The vast majority of the machines that we have built, so far are such that we adapt to them rather than the other way around. So an important question here is, can we build machines that adapt to humans? That means that those machines have to be really good at perception and situation awareness. They have to be able to do activity recognition and not just on the visual side. They have to understand, oh, you know, I'm trying to move a box and I'm struggling. It's too heavy. Can it come in just like a teammate to help me pick up the box? And then once we have the once we're both holding the box. Carrying a big box requires that the machine understands the forces and torques that I put on the box to respond in the same way, and also gives me feedback to understand that, it's doing the right thing and it's working as a, as a teammate rather than as a, as an inert tool.

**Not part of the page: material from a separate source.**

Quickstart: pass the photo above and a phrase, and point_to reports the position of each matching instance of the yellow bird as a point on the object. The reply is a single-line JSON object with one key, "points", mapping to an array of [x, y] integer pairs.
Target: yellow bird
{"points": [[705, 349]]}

So there's been this thing on Instagram, what it was like in 2016, if you could go back to 2016 ten years ago, would you think where we are today on robotics is farther than you predicted we would have come or not as far as we predicted we would have come. Like, where are we in terms of our aspirations versus our results in the last ten years? If you went back ten years.

Ten years, I ten years ago, I was when I went through Y Combinator in Silicon Valley after bootstrapping gecko for three years. When I went to Y Combinator, if you were doing robotics company, it was basically the same as, you know, choosing to die a slow death or a fast death. And, and especially, like, robots that weren't, like, throw $1 billion at research project that ends up dying, right? So, I think it was pretty bleak ten years ago, actually. And we thought, I think we, I think when I was growing up, I was expecting maybe, like some of you were a world where robots were among us and helping us. And, you know, it was, it was a beautiful, symbiotic relationship. We're helping each other. And that reality was not coming at all. And so I am actually exceptionally excited about where we are ten years later.

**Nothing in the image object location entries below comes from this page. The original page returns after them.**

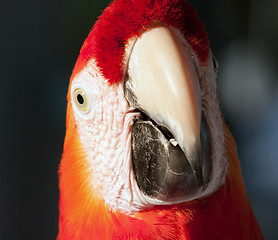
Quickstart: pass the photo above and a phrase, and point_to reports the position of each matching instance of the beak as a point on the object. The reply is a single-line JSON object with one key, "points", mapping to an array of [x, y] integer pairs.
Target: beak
{"points": [[170, 142]]}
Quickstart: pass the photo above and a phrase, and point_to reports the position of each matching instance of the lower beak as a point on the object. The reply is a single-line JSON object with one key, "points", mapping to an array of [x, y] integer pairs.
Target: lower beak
{"points": [[170, 143]]}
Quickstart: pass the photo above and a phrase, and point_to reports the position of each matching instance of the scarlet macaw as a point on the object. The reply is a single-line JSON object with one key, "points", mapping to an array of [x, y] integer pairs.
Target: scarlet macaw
{"points": [[146, 153]]}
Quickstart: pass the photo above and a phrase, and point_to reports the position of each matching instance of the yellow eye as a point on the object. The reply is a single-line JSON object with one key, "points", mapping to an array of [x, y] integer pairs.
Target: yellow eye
{"points": [[80, 99]]}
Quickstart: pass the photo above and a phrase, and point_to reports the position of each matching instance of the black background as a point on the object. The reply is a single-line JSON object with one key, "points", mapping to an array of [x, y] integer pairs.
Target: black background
{"points": [[40, 41]]}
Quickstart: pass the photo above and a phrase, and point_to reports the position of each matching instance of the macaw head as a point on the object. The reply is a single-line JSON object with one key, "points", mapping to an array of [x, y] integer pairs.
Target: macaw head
{"points": [[143, 122]]}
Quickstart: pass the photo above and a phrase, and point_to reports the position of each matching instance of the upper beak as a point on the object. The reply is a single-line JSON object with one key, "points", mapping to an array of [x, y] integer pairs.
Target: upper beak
{"points": [[162, 82]]}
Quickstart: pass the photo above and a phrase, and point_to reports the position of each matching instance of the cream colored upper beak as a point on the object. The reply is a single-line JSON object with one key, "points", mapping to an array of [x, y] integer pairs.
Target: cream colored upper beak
{"points": [[163, 78]]}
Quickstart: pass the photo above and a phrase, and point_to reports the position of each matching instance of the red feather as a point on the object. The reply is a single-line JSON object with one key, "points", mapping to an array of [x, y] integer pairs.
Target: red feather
{"points": [[124, 19]]}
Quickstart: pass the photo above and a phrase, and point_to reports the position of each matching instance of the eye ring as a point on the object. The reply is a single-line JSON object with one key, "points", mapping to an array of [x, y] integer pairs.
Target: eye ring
{"points": [[80, 99]]}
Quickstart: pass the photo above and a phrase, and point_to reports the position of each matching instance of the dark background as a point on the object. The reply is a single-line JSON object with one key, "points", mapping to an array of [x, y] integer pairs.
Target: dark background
{"points": [[40, 41]]}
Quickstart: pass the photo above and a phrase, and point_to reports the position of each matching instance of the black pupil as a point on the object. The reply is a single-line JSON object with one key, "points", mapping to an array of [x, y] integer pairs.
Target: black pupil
{"points": [[80, 99]]}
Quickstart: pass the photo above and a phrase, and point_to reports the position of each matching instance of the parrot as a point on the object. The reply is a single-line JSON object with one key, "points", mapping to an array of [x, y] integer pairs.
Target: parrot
{"points": [[147, 154]]}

Good. Okay. Just a couple more minutes. So just do you feel like you're. We're farther or not as far along as you?

In some ways.

We're farther. In other ways we're not. So ten years ago, we were not talking about AI. We're not talking about physical AI. Self-driving projects, looked like science projects. And now we have companies that have deployed mobility and autonomous mobility in so many settings. We have robots that deliver, on sidewalks. We have self-driving cars in geofenced environments. We have robots that move containers and packages. So we have a lot of machines. But we have not made as much progress on the manipulation side. So this vision of the of Rosie, the robot assistant in your home that will do all of your chores, remain some way away. However, I think I can give you a self-driving garbage can. If, if you don't like to take your garbage out, that is possible. But the more general humanoid in-home robot will be a long way away. And I I'm also very excited about where we are because we made huge advances on the material side, on the hardware side motors and sensors on the computational side, on the data side and the AI side. And so we're waiting for the young generation to take all this wealth of capabilities and turn it into, a magical future where machines will support us in the future.

Young generation. You got 22 seconds.

Yeah. So I would say just one sentence. Say the hardest thing are behind us. Not in front.

Hardest is behind.

Hardest is already behind us. So I'm very confident today.

That's great. Thank you all so much. Thank you. Thank you all.